Personalized large language models (LLMs) rely on memory retrieval to incorporate user-specific histories, preferences, and contexts. Existing approaches either overload the LLM by feeding all the user's past memory into the prompt, which is costly and unscalable, or simplify retrieval into a one-shot similarity search, which captures only surface matches. Cognitive science, however, shows that human memory operates through a dual process: Familiarity, offering fast but coarse recognition, and Recollection, enabling deliberate, chain-like reconstruction for deeply recovering episodic content. Current systems lack both the ability to perform recollection retrieval and mechanisms to adaptively switch between the dual retrieval paths, leading to either insufficient recall or the inclusion of noise. To address this, we propose RF-Mem (Recollection-Familiarity Memory Retrieval), a familiarity uncertainty-guided dual-path memory retriever. RF-Mem measures the familiarity signal through the mean score and entropy. High familiarity leads to the direct top-K Familiarity retrieval path, while low familiarity activates the Recollection path. In the Recollection path, the system clusters candidate memories and applies alpha-mix with the query to iteratively expand evidence in embedding space, simulating deliberate contextual reconstruction. This design embeds human-like dual-process recognition into the retriever, avoiding full-context overhead and enabling scalable, adaptive personalization. Experiments across three benchmarks and corpus scales demonstrate that RF-Mem consistently outperforms both one-shot retrieval and full-context reasoning under fixed budget and latency constraints. Our code can be found in the Reproducibility Statement.

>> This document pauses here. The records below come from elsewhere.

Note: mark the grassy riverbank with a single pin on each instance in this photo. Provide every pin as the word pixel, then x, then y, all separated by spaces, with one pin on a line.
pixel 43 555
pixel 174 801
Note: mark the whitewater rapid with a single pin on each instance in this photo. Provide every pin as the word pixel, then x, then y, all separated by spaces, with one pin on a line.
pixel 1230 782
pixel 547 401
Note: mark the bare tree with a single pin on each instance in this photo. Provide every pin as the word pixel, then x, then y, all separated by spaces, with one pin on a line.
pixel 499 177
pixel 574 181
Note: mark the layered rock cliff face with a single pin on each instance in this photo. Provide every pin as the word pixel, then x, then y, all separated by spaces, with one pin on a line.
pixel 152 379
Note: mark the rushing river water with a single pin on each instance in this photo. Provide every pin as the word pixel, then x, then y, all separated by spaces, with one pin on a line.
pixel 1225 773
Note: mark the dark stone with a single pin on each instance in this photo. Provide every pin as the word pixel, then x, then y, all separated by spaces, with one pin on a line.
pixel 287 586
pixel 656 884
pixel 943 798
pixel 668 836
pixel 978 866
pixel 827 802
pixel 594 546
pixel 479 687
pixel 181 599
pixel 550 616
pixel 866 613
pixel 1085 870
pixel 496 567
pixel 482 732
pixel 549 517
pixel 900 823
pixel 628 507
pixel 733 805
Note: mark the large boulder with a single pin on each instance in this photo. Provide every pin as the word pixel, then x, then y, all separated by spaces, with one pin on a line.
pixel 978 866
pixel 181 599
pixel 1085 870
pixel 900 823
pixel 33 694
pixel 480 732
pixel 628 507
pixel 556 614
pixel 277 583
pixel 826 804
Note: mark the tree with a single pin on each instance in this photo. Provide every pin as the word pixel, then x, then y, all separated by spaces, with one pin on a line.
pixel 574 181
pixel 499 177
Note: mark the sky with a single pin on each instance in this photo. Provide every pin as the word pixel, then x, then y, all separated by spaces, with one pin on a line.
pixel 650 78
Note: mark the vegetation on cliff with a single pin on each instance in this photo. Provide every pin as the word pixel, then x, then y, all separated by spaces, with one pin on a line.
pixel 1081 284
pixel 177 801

翻译：个性化大语言模型（LLM）依赖记忆检索来整合用户特定的历史、偏好与上下文。现有方法要么将所有用户过往记忆全部输入提示词，导致模型过载、成本高昂且难以扩展；要么将检索简化为单次相似度搜索，仅能捕捉表层匹配。然而，认知科学表明，人类记忆通过双重过程运作：熟悉度提供快速但粗略的识别，而回忆则支持有意识的链式重建，以深度恢复情景内容。现有系统既缺乏执行回忆检索的能力，也缺少在双重检索路径间自适应切换的机制，导致召回不足或引入噪声。为此，我们提出RF-Mem（回忆-熟悉度记忆检索），一种基于熟悉度不确定性引导的双路径记忆检索器。RF-Mem通过均值分数与熵来度量熟悉度信号。高熟悉度触发直接的前K项熟悉度检索路径，低熟悉度则激活回忆路径。在回忆路径中，系统对候选记忆进行聚类，并采用查询的alpha混合在嵌入空间中迭代扩展证据，模拟有意识的上下文重建。该设计将类人的双重过程识别嵌入检索器，避免了全上下文开销，实现了可扩展的自适应个性化。在三个基准测试及不同语料规模上的实验表明，在固定预算与延迟约束下，RF-Mem始终优于单次检索与全上下文推理方法。我们的代码可在可复现性声明中获取。